Entre las oradoras estuvo Cynthia Hughes, que ayuda a organizar un grupo de apoyo y a financiar la defensa legal de los acusados de los disturbios del Capitolio.

Su sobrino, Tim Cusanelli, fue condenado en mayo por gritar “avancen” antes de que él y una turba de personas entraran en el edificio del Capitolio de Estados Unidos el 6 de enero.

El reservista del Ejército tenía opiniones nazis, un bigote al estilo de Hitler y una vez afirmó que el genocida fascista alemán “debería haber terminado su trabajo”, según los agentes de la ley que entrevistaron a los compañeros del exmilitar de la Marina.

Cusanelli lo ha negado.

Antes de su juicio, su abogado alegó que las pruebas de tales opiniones eran “de naturaleza altamente prejuiciosa sin valor sustantivo”.
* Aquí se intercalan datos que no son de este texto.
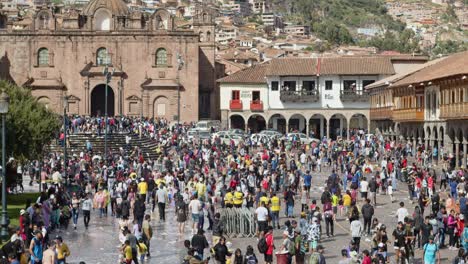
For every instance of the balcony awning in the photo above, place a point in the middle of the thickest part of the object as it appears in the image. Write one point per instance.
(160, 83)
(44, 83)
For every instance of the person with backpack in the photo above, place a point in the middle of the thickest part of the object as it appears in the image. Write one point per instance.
(431, 252)
(218, 229)
(266, 245)
(250, 257)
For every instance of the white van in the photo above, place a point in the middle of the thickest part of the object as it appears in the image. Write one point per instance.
(206, 125)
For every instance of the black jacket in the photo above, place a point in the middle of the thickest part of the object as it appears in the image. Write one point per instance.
(367, 211)
(221, 252)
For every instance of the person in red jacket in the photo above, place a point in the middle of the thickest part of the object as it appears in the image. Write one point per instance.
(271, 246)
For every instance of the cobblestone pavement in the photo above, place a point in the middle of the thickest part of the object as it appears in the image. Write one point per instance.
(99, 244)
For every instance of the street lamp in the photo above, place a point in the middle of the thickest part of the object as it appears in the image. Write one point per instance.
(108, 76)
(65, 105)
(180, 64)
(4, 103)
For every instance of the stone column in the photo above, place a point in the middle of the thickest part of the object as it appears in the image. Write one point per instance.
(465, 150)
(457, 152)
(439, 151)
(347, 130)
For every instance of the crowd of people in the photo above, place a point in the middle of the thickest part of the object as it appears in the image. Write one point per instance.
(200, 178)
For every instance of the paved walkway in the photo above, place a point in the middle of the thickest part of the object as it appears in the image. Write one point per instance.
(99, 244)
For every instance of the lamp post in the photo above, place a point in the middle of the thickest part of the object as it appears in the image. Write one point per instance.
(4, 103)
(180, 64)
(108, 76)
(65, 105)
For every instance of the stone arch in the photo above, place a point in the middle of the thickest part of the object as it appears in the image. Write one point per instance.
(102, 20)
(44, 100)
(236, 121)
(338, 124)
(161, 107)
(44, 20)
(162, 20)
(256, 122)
(317, 126)
(277, 122)
(359, 121)
(297, 122)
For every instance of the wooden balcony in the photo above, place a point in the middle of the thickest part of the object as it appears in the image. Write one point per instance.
(354, 96)
(235, 105)
(454, 111)
(381, 113)
(408, 115)
(300, 96)
(256, 106)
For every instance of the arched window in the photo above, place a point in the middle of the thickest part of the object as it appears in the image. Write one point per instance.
(161, 57)
(43, 57)
(103, 57)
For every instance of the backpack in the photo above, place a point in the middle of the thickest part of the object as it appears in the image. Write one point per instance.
(314, 258)
(251, 259)
(262, 245)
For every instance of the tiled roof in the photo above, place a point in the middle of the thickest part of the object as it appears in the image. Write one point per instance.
(397, 77)
(456, 64)
(293, 67)
(254, 74)
(356, 66)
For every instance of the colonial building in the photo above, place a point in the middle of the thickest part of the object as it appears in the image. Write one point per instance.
(149, 56)
(426, 106)
(317, 96)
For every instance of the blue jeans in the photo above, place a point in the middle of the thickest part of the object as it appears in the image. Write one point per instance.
(290, 209)
(441, 237)
(75, 214)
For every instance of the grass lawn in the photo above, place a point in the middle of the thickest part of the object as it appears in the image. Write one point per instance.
(16, 202)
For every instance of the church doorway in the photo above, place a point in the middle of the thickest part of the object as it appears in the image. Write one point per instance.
(98, 100)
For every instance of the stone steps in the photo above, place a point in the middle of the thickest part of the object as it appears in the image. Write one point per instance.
(77, 144)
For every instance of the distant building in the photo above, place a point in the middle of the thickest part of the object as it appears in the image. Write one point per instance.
(297, 30)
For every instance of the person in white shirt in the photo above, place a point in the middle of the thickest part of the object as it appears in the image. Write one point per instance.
(194, 208)
(364, 188)
(262, 217)
(402, 212)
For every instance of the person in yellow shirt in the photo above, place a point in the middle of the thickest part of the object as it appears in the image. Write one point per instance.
(238, 199)
(143, 188)
(274, 210)
(264, 199)
(228, 198)
(142, 250)
(62, 250)
(127, 252)
(346, 201)
(201, 189)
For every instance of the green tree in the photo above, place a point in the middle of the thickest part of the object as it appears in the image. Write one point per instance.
(29, 124)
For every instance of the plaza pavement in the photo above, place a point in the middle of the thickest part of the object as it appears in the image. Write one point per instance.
(100, 245)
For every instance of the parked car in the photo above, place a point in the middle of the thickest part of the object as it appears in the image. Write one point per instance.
(271, 133)
(260, 138)
(226, 139)
(208, 124)
(302, 137)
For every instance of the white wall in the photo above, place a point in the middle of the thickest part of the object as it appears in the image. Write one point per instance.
(328, 98)
(245, 91)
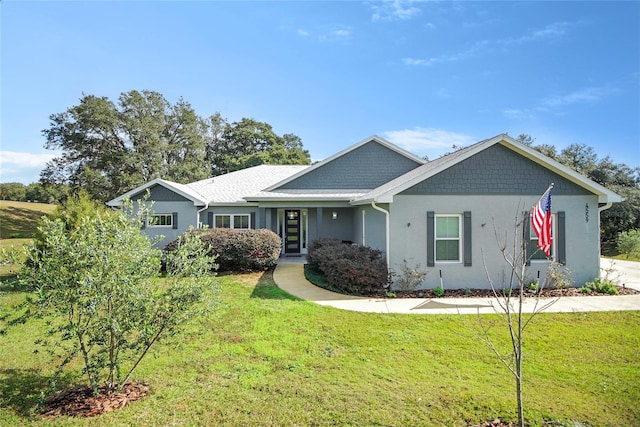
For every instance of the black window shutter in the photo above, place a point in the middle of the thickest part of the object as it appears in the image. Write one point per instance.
(466, 228)
(526, 237)
(561, 244)
(431, 260)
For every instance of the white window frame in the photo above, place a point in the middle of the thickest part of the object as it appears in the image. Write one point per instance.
(436, 239)
(533, 237)
(168, 220)
(232, 219)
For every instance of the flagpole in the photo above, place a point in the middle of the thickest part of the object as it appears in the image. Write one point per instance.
(546, 191)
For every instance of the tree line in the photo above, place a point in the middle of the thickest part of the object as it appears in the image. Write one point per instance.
(108, 148)
(617, 177)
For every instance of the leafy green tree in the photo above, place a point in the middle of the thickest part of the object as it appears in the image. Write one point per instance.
(617, 177)
(12, 191)
(108, 148)
(96, 279)
(250, 143)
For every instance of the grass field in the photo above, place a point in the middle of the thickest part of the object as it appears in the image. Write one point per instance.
(19, 219)
(264, 358)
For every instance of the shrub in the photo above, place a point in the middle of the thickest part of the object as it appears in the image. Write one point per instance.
(238, 250)
(348, 268)
(409, 278)
(600, 286)
(558, 276)
(629, 243)
(316, 253)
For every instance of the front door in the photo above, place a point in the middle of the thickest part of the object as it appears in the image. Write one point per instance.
(292, 232)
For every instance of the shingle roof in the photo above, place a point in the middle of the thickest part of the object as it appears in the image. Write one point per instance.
(385, 193)
(234, 187)
(308, 195)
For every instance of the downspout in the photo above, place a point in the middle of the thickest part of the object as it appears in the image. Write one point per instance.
(206, 206)
(386, 216)
(600, 209)
(605, 207)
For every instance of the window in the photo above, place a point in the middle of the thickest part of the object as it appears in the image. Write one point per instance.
(447, 238)
(160, 220)
(239, 222)
(537, 254)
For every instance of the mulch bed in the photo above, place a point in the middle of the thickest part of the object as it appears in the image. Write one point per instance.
(81, 402)
(488, 293)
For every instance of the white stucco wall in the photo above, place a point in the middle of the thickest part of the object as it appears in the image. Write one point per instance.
(408, 223)
(186, 217)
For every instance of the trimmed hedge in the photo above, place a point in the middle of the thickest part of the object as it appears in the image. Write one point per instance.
(239, 250)
(348, 268)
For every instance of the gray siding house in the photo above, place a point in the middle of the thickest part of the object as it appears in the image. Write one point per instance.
(444, 214)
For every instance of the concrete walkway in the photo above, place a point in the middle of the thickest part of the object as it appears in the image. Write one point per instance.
(289, 276)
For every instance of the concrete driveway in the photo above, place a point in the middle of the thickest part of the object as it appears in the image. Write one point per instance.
(624, 272)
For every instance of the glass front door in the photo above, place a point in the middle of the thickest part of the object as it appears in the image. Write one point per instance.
(292, 231)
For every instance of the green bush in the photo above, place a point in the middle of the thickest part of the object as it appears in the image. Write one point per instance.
(348, 268)
(600, 286)
(629, 243)
(238, 250)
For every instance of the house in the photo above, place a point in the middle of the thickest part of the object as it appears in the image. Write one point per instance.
(444, 214)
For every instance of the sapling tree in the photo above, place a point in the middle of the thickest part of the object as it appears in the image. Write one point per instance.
(97, 283)
(510, 297)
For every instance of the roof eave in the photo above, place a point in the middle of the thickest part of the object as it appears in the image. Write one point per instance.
(604, 194)
(375, 138)
(166, 184)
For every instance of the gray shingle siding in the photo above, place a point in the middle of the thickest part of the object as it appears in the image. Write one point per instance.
(366, 167)
(496, 170)
(161, 194)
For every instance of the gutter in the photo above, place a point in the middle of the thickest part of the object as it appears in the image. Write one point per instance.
(386, 215)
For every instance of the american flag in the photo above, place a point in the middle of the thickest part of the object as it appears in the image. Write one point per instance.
(541, 221)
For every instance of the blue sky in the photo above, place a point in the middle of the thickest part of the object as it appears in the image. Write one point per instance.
(425, 75)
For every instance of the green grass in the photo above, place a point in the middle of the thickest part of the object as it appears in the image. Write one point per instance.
(19, 219)
(264, 358)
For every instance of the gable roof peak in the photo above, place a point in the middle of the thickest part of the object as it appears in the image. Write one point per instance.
(373, 138)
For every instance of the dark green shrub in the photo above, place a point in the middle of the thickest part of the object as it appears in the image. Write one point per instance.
(239, 250)
(600, 286)
(316, 253)
(348, 268)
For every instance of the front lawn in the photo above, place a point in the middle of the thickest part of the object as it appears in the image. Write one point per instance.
(265, 358)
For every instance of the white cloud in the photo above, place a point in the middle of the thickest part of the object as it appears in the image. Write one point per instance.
(517, 114)
(551, 31)
(555, 104)
(392, 10)
(341, 33)
(588, 94)
(22, 167)
(427, 141)
(327, 34)
(414, 61)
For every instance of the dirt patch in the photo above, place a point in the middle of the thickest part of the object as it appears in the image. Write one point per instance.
(82, 402)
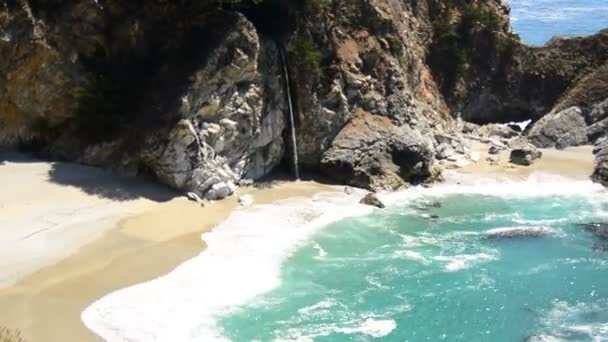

La otra oradora, Geri Perna, es la tía de Matt Perna, un alborotador del 6 de enero que se suicidó en febrero mientras esperaba la sentencia, después de declararse culpable de los cargos de manipulación de testigos, conducta desordenada y dos cargos de ingreso en un edificio o recinto restringido.

Las autoridades dicen que Perna, un seguidor del movimiento QAnon, golpeó las ventanas del Capitolio con un poste de metal y entró en el edificio del Capitolio junto con una multitud de alborotadores.

“No cometió ningún acto de violencia”, dijo su tía a la multitud en Wilkes-Barre, Pensilvania. “Antes del 6 de enero ni siquiera había tenido una multa de estacionamiento”.

Los cargos contra Matt Perna “lo llevaron de ser un hombre de negocios activo, pujante y exitoso a alguien que tenía miedo de salir de su casa”, continuó Geri Perna.

Las polémicas afirmaciones continuaron durante el propio discurso de Trump, en el que arremetió contra el FBI por investigarlo por el mal manejo de documentos de alto secreto de la Casa Blanca y por llevárselos a su propiedad de Mar-a-Lago, en Florida.

“El FBI y el Departamento de Justicia se han convertido en monstruos viciosos, controlados por canallas de la izquierda radical, abogados y medios de comunicación, que les dicen lo que tienen que hacer”, dijo Trump.

Calificó el registro de su casa, que ha sacado a la luz un conjunto de documentos de seguridad nacional mal protegidos, como “uno de los abusos de poder más escandalosos de cualquier administración en la historia de Estados Unidos”.